Respectively speaking, it’s safe to say that Mary J. Blige hasn’t released an outstanding album since her 2007 album Growing Pains. Nonetheless, The London Sessions is on its way to building another milestone in her over two decade career.
The 43-year-old singer invites fans on a musical journey that was unfamiliar to some but well-known to others as well.
Blige experimented with house music where she channeled 90’s big voices including Robin S, Martha Wash and Crystal Waters on songs like “Nobody But You,” “Right Now” and “Follow.” On each dance song, she sings boldly and confidently as if she had sung this genre of music since the start of her career.
Although the album features more upbeat tracks and “Therapy,” Blige’s bluesy ode to Amy Winehouse’s “Rehab,” she didn’t abandon her core fans. On the album’s closing selection “Worth My Time,” Blige questions her lover about working through their issues and making their relationship last. “When you’re running away ’cause you don’t wanna hear what I say / Is it me, is it you, could it all have been a mistake?,” she sings on the emotional ballad.

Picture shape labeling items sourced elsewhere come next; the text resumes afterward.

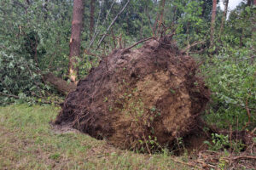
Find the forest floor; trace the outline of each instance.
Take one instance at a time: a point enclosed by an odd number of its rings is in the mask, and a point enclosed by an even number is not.
[[[0,169],[191,169],[188,156],[121,150],[76,130],[53,128],[60,108],[0,107]],[[173,161],[176,160],[176,161]]]

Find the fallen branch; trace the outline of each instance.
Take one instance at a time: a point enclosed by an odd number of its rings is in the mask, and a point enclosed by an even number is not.
[[[4,95],[4,96],[7,96],[7,97],[11,97],[11,98],[15,98],[15,99],[20,99],[19,96],[12,95],[12,94],[7,94],[2,93],[2,92],[0,92],[0,94]]]
[[[65,80],[55,76],[52,73],[47,73],[43,76],[44,79],[52,84],[61,94],[67,95],[69,92],[76,89],[74,82],[68,83]]]
[[[254,159],[254,160],[256,160],[256,156],[238,156],[236,157],[232,158],[232,160],[241,160],[241,159]]]
[[[125,10],[125,8],[126,8],[126,6],[128,5],[128,3],[130,3],[130,0],[127,1],[127,3],[125,3],[125,5],[123,7],[123,8],[117,14],[117,15],[114,17],[114,19],[112,20],[111,24],[108,26],[105,34],[107,34],[109,31],[109,29],[112,27],[112,26],[113,25],[113,23],[115,22],[115,20],[117,20],[117,18],[119,17],[119,15]],[[102,39],[100,40],[97,48],[100,47],[101,43],[102,42],[102,41],[105,39],[106,35],[104,34],[104,36],[102,37]]]
[[[173,161],[173,162],[177,162],[177,163],[180,163],[180,164],[183,164],[183,165],[189,166],[189,167],[195,167],[195,168],[197,168],[197,169],[202,169],[202,168],[197,167],[196,165],[194,165],[194,164],[192,164],[192,163],[186,163],[186,162],[183,162],[176,160],[176,159],[174,159],[174,158],[172,158],[172,157],[171,157],[171,156],[170,156],[170,159],[171,159],[172,161]]]
[[[146,42],[148,40],[150,40],[150,39],[153,39],[155,37],[148,37],[146,39],[143,39],[141,41],[138,41],[137,42],[136,42],[135,44],[133,44],[132,46],[130,46],[129,48],[126,48],[125,49],[124,49],[124,51],[122,52],[122,54],[125,53],[126,51],[128,51],[129,49],[131,49],[131,48],[134,48],[135,46],[137,46],[137,44],[141,43],[141,42]]]
[[[188,47],[187,47],[186,48],[184,48],[184,49],[183,49],[183,50],[181,51],[181,54],[186,53],[190,48],[195,47],[195,46],[196,46],[196,45],[198,45],[198,44],[201,44],[201,43],[205,43],[205,42],[204,42],[204,41],[201,41],[201,42],[195,42],[192,43],[192,44],[189,44]]]

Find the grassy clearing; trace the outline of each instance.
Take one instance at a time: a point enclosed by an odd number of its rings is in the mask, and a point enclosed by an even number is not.
[[[56,133],[49,122],[57,112],[50,105],[0,107],[0,169],[189,169],[168,154],[137,154],[80,133]]]

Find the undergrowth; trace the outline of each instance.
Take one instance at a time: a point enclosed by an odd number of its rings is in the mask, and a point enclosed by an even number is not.
[[[0,107],[0,169],[189,169],[167,151],[137,154],[84,133],[54,130],[49,122],[58,110],[52,105]]]

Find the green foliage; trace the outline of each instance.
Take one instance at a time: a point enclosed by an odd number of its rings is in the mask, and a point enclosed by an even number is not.
[[[256,108],[256,63],[252,60],[251,47],[248,43],[247,48],[223,48],[218,55],[207,59],[201,66],[212,90],[206,118],[219,128],[228,128],[231,124],[241,129],[249,121],[247,109]],[[247,128],[255,127],[255,115],[250,115],[250,122],[252,124]]]
[[[209,150],[213,151],[219,151],[221,150],[226,151],[227,148],[232,147],[232,150],[238,153],[244,148],[244,144],[241,141],[230,141],[229,135],[218,133],[212,133],[212,141],[205,141],[205,144],[209,146]]]
[[[12,102],[14,98],[8,95],[26,99],[32,94],[41,93],[42,87],[38,69],[32,60],[0,51],[0,91],[7,94],[0,96],[0,103]]]

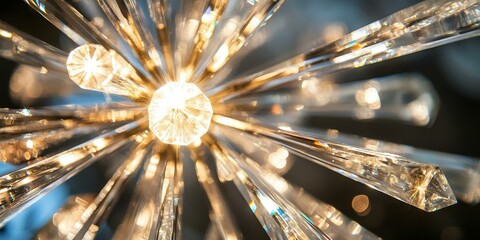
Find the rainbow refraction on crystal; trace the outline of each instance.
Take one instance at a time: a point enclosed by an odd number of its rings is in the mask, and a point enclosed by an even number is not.
[[[1,225],[116,152],[125,154],[100,193],[69,200],[52,219],[62,221],[48,225],[58,238],[93,239],[130,180],[131,204],[113,239],[181,238],[183,164],[191,160],[210,202],[211,239],[242,239],[224,182],[271,239],[378,238],[284,179],[292,156],[428,212],[457,198],[480,201],[475,159],[289,122],[321,115],[428,125],[438,97],[420,74],[322,77],[478,36],[478,0],[426,0],[234,78],[225,77],[230,60],[284,0],[25,2],[78,46],[67,53],[0,22],[0,56],[102,92],[107,103],[0,109],[1,160],[28,163],[0,177]]]

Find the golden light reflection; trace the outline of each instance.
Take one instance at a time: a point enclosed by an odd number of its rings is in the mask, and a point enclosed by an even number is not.
[[[273,167],[282,170],[287,166],[288,151],[285,148],[279,148],[277,151],[268,155],[268,163]]]
[[[352,208],[360,216],[366,216],[370,213],[370,200],[367,195],[357,195],[352,200]]]
[[[203,136],[213,115],[210,100],[192,83],[170,82],[148,106],[149,126],[166,144],[188,145]]]

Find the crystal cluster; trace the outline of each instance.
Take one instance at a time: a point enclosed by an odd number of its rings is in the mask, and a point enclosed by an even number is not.
[[[283,0],[25,2],[78,47],[66,53],[0,23],[0,56],[30,65],[35,76],[102,92],[107,103],[0,109],[1,160],[19,165],[0,177],[2,226],[119,152],[99,194],[78,206],[69,201],[38,236],[93,239],[132,180],[131,204],[113,239],[181,238],[183,164],[190,160],[210,202],[208,239],[242,238],[229,210],[235,206],[219,187],[225,182],[233,182],[272,239],[377,238],[284,179],[293,155],[424,211],[455,204],[457,197],[480,201],[475,159],[305,130],[298,120],[320,115],[430,124],[438,97],[419,74],[355,83],[330,76],[478,36],[478,1],[427,0],[237,78],[225,77],[230,60]],[[368,198],[358,201],[355,209],[367,211]]]

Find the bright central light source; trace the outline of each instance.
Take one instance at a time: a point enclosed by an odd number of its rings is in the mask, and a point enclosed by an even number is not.
[[[166,144],[194,142],[207,132],[212,114],[210,100],[192,83],[167,83],[148,106],[150,129]]]

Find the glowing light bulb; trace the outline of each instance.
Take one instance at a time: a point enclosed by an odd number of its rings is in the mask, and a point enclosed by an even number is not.
[[[167,144],[193,143],[207,132],[212,114],[210,100],[192,83],[167,83],[148,106],[150,129]]]
[[[68,55],[67,70],[70,78],[80,87],[98,91],[110,81],[114,69],[107,49],[85,44]]]

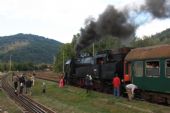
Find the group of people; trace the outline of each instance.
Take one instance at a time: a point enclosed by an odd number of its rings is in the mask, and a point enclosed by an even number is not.
[[[118,74],[113,77],[112,80],[113,85],[113,94],[114,96],[120,96],[120,87],[121,87],[121,80],[118,77]],[[128,96],[128,100],[132,100],[134,98],[134,91],[137,89],[137,86],[135,84],[129,83],[125,85],[126,93]]]
[[[14,90],[15,94],[22,94],[24,89],[25,93],[27,94],[28,92],[31,95],[31,87],[34,85],[34,76],[32,75],[31,77],[26,76],[24,73],[17,75],[15,73],[12,74],[12,80],[14,84]]]

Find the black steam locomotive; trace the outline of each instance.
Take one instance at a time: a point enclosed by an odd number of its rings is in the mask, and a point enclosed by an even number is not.
[[[83,54],[76,59],[65,63],[65,77],[69,84],[85,86],[85,76],[90,74],[93,78],[93,89],[112,92],[112,79],[117,73],[121,79],[124,77],[124,58],[130,48],[105,50],[97,52],[95,56]]]

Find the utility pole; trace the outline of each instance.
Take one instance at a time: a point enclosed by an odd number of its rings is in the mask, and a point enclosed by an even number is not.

In addition to “Worth My Time,” songs such as “Long Hard Look” and “Whole Damn Year” make Blige’s urban/soul audience feel right at home as she delivers her familiar contemporary sound.
Blige’s choice to travel across the pond to escape the box that the music industry, critics and fans placed her was risky yet rewarding. With the help of English songwriters and producers, Blige recorded a universal album that helps her make a smooth transition from a hip-hop soul artist to a contemporary soul musician.
All in all, The London Sessions yields a new chapter in Blige’s artistry novel, which will hopefully make it easier for her fans to accept and appreciate the fresh direction she’s taking in her music career.